Vía dolorosa: de calle Sarmiento hasta la esquina de Misiones. Cuando llegamos, Pedrito me anunció el nombre de la esquina, como si yo no supiera leer. De allí, una cuadra hasta arribar a la calle del miedo. En realidad, la calle del miedo era un pasaje estrecho, sin pavimentar, sin un solo poste de luz, en sus sesenta o setenta metros de largo. Aquella serpiente de tierra cruzaba en diagonal, describiendo una curva abierta, hasta la calle Muñoz Gamero, que desembocaba, como todas las calles, de norte a sur, en Pequeño Páramo. Mientras recorríamos el pasaje Esteban Capkovic –su nombre oficial–, Pedrito, en marcha lenta, me dijo que era conocido como el «Túnel» o «Pasillo de la Viuda», porque allí, de vez en cuando, hacía sus apariciones la Viuda Negra, cuya especialidad eran borrachos y alucinados. Primero se les insinuaba a la distancia. A la luz del delirio. Se veía curvilínea. Calentona. Era la promesa de un polvo de película. El mejor polvo de sus míseras vidas. Entonces el alucinado se lanzaba tras ella y ella se dejaba alcanzar. Y allí terminaba todo. O comenzaba. El caso es que la Viuda Negra les comía el corazón y los ojos. Y les sorbía el seso. Era un túnel de apenas setenta metros, pero que de noche parecía un kilómetro. En un recodo, ella esperaba a su clientela, vestida de luto. Aguardaba, con paciencia de muerta, a sus pecadores, sus crápulas favoritos. Canallas y puteros. Jugadores. Infieles. Entonces se los llevaba. Y los dejaba babeando, contando nubes. O impotentes de por vida. O los liquidaba de un soplo en la oreja, en la nuca. También se les pronuncia a los pájaros nuevos, a los comunistas, soltó sonriendo el Duende. Yo no me reí. No me hizo gracia verle su bocaza al máximo, sus dientes amarillos. Tenía el estómago débil esa mañana. Aquella sonrisa de Pedrito era una marca de nacimiento. Alguna vez me pregunté si el Duende habría llorado en su vida.

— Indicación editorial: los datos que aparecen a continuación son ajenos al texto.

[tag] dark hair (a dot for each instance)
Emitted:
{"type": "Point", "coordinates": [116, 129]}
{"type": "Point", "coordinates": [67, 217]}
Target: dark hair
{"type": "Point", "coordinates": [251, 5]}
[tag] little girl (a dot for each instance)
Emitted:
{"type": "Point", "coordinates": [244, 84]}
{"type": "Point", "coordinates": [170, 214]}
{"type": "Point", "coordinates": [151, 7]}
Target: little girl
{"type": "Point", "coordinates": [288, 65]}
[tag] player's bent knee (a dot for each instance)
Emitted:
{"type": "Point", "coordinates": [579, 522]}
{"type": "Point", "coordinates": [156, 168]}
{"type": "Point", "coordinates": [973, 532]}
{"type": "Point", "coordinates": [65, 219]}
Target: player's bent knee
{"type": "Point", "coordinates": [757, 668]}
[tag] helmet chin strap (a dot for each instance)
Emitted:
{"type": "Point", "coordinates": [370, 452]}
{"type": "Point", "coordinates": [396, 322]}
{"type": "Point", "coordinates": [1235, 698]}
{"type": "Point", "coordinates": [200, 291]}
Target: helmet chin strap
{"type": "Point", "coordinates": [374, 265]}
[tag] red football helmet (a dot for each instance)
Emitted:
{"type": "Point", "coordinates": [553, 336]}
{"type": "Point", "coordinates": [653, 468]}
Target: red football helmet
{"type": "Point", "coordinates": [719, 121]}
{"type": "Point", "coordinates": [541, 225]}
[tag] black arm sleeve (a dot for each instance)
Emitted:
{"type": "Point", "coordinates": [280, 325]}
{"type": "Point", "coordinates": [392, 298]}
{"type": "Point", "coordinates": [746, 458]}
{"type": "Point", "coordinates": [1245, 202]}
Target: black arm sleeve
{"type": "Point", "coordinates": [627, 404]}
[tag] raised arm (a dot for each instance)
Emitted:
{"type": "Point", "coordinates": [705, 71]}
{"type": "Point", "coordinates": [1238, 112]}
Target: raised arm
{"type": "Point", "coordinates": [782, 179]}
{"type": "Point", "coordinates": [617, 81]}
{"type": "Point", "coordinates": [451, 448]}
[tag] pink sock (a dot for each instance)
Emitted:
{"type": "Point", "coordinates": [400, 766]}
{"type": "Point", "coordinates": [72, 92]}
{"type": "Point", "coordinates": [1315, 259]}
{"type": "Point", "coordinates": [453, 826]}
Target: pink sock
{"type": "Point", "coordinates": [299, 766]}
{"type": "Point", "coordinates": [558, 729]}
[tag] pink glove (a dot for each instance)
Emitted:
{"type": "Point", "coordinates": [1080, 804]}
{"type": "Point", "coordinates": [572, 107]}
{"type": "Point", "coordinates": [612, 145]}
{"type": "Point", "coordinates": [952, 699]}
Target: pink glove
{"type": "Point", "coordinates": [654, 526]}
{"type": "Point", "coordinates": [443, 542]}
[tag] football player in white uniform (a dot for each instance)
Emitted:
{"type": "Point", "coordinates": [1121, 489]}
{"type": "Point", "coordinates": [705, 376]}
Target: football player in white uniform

Cuando salimos del pasaje, tras los primeros diez o quince pasos, Pedrito giró hacia mí, lanzó al aire el nombre oficial de esa culebra, con un vozarrón que no le conocía, y luego habló otra vez de la fama que le colgaban. Después dijo que hasta hace unos años ese callejón llevaba el nombre de un cura: José María Beauvoir. Fue la primera vez que oí hablar de Beauvoir. Recuerdo que Pedrito le echó sus bendiciones al hombre e incluso alzó un poco más la voz, cuando recalcó su piedad con los indios onas, para la fiebre del oro, durante la cacería de indios. Pero decidieron borrar el nombre de Beauvoir y bautizaron el pasaje con el nombre de Esteban Capkovic. ¡Qué se va a hacer!, clamó Pedrito directo al cielo. Esteban Capkovic era el ídolo máximo de pueblo. Un mártir del automovilismo. De la categoría turismo carretera. «Muñequitas de oro» –así era llamado Capkovic por todo el mundo, en la isla– había muerto en una fatídica curva, en el tramo Valdivia-Temuco, cuando iba puntero, defendiendo los colores de Puerto Porvenir, de toda Tierra del Fuego. Una vez trasladados sus restos, todo el pueblo exigió que alguna calle llevara su nombre. Vox Populi, Vox Dei. De este modo, la evangelización cedió paso ante la categoría turismo carretera. Cómo cambian los tiempos, mascullaba Pedrito. Negaba con la cabezota. Finalmente sonrió, aunque eso fue el despunte de lo que podríamos llamar una sonrisa triste.

Seguimos por Muñoz Gamero hasta llegar a Magallanes 186, sin desvíos. Vimos tres transeúntes. Todo un récord. Uno, en sentido contrario, por la vereda de enfrente. El tipo, de unos cuarenta años, erguido, pecho de paloma, no nos miró, o si lo hizo fue con un gesto imperceptible. Iba vestido como en los años ’30. Con botines y bombín. Creo que hasta con bastón. Pedrito y yo reímos, pero por lo bajo, estilo subterráneos de la libertad o algo así. Luego, dos más que a la distancia –50 metros– vimos cruzarse, aparentemente mudos, en la esquina de Magallanes y Savio. Uno, en dirección de la plaza; el otro, hacia el cementerio. Ambos sin detalles dignos de mencionar. Sombras nada más… Y ninguna mujer a la redonda. En absoluto. Puede que alguna de ellas fuera por Loij, por la avenida Dresden. Por Bohr tal vez. Pero en esa ocasión no detectamos ninguna.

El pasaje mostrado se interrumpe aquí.